T.Y. Hilton was a major draft-day acquisition for the Colts. The third-round pick was tabbed "electric" when General Manager Ryan Grigson traded up to ensure Hilton's selection. Through 10 games, Indianapolis has felt the jolt of his contributions.

INDIANAPOLIS – Emotions on draft days run high and a positive one manifested itself in the third round this year when General Manager Ryan Grigson jumped up a few spots with a trade to land T.Y. Hilton

 

Grigson termed the wide receiver/kick returner as “electric,” and Hilton has validated the move with a productive start after 10 games.

 

Hilton holds a 15.2 average on 30 receptions and while he is fourth on the club in receptions, he tops the squad with four touchdowns and three 100-yard outings.

 

The last three games against Miami, Jacksonville and New England have provided great moments.

 

Hilton had 102 yards on six receptions against the Dolphins, and his 36-yard scoring reception was a leaping snare involving two defenders that gave the Colts a 20-17 third-quarter lead in an eventual 23-20 win.

 

At Jacksonville, he rushed for 19 and 11 yards on first-down reverses, with the first one leading to an early score in 17-point opening burst in a decisive win.

 

Last week at New England, Hilton scored on 14- and 43-yard receptions.  He became sixth Colts rookie to have two touchdown receptions in a game, one behind the club record.  Hilton also equaled a club record that was set in 1989 when his 100 yards on six receptions marked the third game his yardage hit triple digits.

 

Interim Head Coach Bruce Arians saw Hilton’s talents early.

 

“I think, really, it was back in the spring, he flew by a couple guys in practice and it was like, ‘This guy’s got some speed,’ ” said Arians.

 

Hilton aggravated a previous groin injury during the spring and started taking full shape again in preseason.  The electric nature was evident again.

 

“Early preseason games, I saw the speed actually show up.  Then he just got better and better from there,” said Arians.  “I’m very pleased with him as a wide receiver.  I think we’re all surprised that he’s got three 100-yard games, but he can run fast and he gets behind people.  He can take a short one and take it to the house.”

 

While Hilton is a component in the return game (15 punt returns, 8.1 average; seven kickoff returns, 16.9 average), he is growing in the offense. 

 

“I’m very comfortable.  I learned my role in the offense.  Right now, it’s doing big things for me.  Once I catch the ball, I’m able to do the right thing,” said Hilton.  “Learning takes times.  For me, spending more time with Reggie (Wayne) is helping me out a lot.  It’s showing.  It’s reflected in my game, and I’m just having fun.”

 

Hilton was like other Colts rookies in being thrust directly into action by the coaching staff.  The accelerated learning pace in the off-season and training camp was hurled at each player, and Hilton was relegated to mental reps as his injury healed.

 

He has found guidance in Wayne, and he says it is beneficial having young teammates like LaVon Brazill, Dwayne Allen and Coby Fleener share the same rookie experiences, too.

 

“Oh, yeah, because they’re also trying to learn the offense,” said Hilton.  “That 12-year vet (Wayne), he’s helping out more than anything.”

 

Hilton was pleased on draft day with the confidence Indianapolis showed in him.  Now, he feels accountable to produce.

 

“I hold myself to high standards.  It’s expected from me,” said Hilton.  “It’s why they traded up for me in the third round.  Right now, I’m just having fun and doing what they need me to do.

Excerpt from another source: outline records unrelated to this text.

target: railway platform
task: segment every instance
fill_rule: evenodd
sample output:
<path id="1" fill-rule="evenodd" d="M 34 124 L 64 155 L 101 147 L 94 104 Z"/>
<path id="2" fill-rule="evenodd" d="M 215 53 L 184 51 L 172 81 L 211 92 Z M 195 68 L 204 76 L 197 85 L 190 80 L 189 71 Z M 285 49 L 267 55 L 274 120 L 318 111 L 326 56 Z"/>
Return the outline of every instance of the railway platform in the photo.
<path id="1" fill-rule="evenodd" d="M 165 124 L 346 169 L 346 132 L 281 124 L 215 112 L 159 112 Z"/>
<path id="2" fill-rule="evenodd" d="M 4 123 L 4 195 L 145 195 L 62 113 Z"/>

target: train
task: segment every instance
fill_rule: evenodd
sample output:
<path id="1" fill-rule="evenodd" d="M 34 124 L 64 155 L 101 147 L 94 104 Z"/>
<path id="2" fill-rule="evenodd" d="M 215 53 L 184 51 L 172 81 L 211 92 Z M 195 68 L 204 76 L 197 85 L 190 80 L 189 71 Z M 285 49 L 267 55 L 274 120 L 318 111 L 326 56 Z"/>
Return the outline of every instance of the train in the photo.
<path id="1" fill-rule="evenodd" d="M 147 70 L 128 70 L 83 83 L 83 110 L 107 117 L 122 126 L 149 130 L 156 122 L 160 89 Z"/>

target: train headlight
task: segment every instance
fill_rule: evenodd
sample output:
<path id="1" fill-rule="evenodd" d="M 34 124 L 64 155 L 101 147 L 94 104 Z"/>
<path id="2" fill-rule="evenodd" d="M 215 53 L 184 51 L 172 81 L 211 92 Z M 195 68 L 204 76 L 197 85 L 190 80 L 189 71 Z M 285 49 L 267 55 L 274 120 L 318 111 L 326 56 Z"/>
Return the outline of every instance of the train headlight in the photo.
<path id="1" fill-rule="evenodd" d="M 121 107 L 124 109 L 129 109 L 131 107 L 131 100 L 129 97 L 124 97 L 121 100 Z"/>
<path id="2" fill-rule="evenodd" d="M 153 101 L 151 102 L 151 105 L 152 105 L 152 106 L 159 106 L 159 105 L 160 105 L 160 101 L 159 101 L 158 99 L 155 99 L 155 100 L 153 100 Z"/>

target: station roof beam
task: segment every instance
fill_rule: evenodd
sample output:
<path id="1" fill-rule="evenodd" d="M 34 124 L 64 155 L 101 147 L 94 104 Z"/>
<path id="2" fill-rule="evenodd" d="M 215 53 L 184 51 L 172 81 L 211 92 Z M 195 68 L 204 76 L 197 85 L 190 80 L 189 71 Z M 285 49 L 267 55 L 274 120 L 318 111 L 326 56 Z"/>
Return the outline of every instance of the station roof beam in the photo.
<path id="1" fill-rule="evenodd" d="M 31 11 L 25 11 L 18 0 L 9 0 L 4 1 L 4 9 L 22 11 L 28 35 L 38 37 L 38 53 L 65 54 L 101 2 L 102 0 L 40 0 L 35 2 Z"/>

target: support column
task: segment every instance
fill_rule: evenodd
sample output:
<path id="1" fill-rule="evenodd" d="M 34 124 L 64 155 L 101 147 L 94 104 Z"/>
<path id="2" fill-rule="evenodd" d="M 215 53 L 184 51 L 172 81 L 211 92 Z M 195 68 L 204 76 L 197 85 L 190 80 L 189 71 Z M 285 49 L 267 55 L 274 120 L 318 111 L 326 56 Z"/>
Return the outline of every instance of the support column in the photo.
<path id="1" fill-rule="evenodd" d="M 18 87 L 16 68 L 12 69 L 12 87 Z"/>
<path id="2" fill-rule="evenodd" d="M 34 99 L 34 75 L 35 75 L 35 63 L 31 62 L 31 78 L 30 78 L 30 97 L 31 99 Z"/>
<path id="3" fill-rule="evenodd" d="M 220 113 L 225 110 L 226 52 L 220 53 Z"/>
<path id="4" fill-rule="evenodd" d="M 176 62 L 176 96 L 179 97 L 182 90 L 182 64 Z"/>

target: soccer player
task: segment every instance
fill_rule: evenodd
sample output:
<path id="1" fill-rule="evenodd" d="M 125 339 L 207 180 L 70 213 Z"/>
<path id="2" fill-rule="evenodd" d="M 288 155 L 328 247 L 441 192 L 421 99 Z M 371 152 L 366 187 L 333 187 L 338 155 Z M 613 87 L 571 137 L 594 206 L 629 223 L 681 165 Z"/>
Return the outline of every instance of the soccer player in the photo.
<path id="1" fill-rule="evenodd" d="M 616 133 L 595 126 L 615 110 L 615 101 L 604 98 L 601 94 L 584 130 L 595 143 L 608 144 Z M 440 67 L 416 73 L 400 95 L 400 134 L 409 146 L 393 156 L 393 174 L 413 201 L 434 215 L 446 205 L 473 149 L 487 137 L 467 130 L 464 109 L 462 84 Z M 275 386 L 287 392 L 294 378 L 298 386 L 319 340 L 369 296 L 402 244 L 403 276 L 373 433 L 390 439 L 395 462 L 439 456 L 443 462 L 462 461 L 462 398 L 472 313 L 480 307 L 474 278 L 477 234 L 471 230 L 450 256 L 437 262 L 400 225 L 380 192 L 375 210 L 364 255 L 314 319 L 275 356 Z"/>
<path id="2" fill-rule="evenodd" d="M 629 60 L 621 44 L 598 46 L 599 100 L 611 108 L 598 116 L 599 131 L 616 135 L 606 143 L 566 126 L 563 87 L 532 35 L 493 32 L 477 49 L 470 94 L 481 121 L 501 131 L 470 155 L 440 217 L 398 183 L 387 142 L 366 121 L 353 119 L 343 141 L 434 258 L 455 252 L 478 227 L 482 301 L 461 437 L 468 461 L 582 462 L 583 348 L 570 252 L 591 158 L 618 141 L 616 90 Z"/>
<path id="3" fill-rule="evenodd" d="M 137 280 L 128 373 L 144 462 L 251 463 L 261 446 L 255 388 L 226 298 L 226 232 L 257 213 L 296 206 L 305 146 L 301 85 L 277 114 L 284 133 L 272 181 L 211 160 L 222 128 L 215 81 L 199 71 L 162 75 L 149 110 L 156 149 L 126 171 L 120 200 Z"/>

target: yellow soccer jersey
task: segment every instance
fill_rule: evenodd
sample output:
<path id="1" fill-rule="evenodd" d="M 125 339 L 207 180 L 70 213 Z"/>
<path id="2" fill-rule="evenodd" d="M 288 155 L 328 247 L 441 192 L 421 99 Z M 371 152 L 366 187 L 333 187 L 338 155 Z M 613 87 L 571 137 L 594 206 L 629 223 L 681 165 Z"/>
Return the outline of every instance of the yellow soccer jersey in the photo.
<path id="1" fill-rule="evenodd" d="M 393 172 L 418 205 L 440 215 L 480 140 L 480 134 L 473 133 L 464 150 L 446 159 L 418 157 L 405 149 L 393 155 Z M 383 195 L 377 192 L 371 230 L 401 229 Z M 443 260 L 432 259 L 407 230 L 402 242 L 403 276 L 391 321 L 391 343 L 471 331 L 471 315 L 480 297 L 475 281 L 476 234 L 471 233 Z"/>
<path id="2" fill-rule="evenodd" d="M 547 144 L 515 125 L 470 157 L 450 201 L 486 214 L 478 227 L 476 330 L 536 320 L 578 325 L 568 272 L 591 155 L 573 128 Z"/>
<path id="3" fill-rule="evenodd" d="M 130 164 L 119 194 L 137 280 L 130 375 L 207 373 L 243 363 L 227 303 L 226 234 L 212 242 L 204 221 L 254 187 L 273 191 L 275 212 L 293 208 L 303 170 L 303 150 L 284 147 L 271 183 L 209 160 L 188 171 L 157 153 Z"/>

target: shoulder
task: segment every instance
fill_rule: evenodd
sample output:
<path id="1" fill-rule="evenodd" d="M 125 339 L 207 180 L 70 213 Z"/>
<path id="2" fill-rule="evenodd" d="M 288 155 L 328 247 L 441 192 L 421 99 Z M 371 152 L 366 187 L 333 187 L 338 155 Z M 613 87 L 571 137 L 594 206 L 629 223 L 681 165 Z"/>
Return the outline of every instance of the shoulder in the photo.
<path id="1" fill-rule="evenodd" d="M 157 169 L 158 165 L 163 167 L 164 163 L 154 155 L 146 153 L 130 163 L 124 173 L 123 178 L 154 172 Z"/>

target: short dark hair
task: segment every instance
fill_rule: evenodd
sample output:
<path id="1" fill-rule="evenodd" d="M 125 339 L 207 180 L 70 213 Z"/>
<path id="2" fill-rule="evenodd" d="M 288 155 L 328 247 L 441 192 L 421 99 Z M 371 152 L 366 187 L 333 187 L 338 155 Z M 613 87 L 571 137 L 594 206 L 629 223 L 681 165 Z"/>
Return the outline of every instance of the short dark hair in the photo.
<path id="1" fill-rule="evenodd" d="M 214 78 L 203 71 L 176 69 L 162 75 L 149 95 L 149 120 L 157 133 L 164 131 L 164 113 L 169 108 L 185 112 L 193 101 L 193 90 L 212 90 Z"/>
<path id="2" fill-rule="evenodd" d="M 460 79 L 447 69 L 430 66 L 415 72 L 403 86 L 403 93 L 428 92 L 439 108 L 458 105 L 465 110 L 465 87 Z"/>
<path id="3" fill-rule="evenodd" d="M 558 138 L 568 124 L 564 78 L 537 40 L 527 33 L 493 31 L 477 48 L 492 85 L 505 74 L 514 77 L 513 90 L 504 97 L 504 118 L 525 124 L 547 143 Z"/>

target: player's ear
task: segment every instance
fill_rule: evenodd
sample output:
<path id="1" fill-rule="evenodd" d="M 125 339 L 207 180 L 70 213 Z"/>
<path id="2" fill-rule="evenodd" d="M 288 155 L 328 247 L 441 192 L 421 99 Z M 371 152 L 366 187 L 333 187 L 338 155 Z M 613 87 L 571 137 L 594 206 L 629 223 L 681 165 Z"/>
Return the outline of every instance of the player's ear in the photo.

Whenever the ball comes my way, I have to make sure to catch it, protect it and run after the catch.”

 

Hilton was the 13th receiver taken in the draft.  Four went in the first round and other than Hilton, the only one to produce one 100-yard game is Jacksonville’s Justin Blackmon.  Blackmon was taken fifth overall.  Hilton was the 92nd choice.

 

The player who set the club mark with three 100-yard games as a rookie was Andre Rison, taken 22nd overall in 1989.

 

Hilton is aware of who Rison is, but he just wants more from himself.

 

“Hopefully, there is more to come.  My role in the offense is doing me (fine), and I’m just having fun,” said Hilton.  “That’s what I’m going to do.”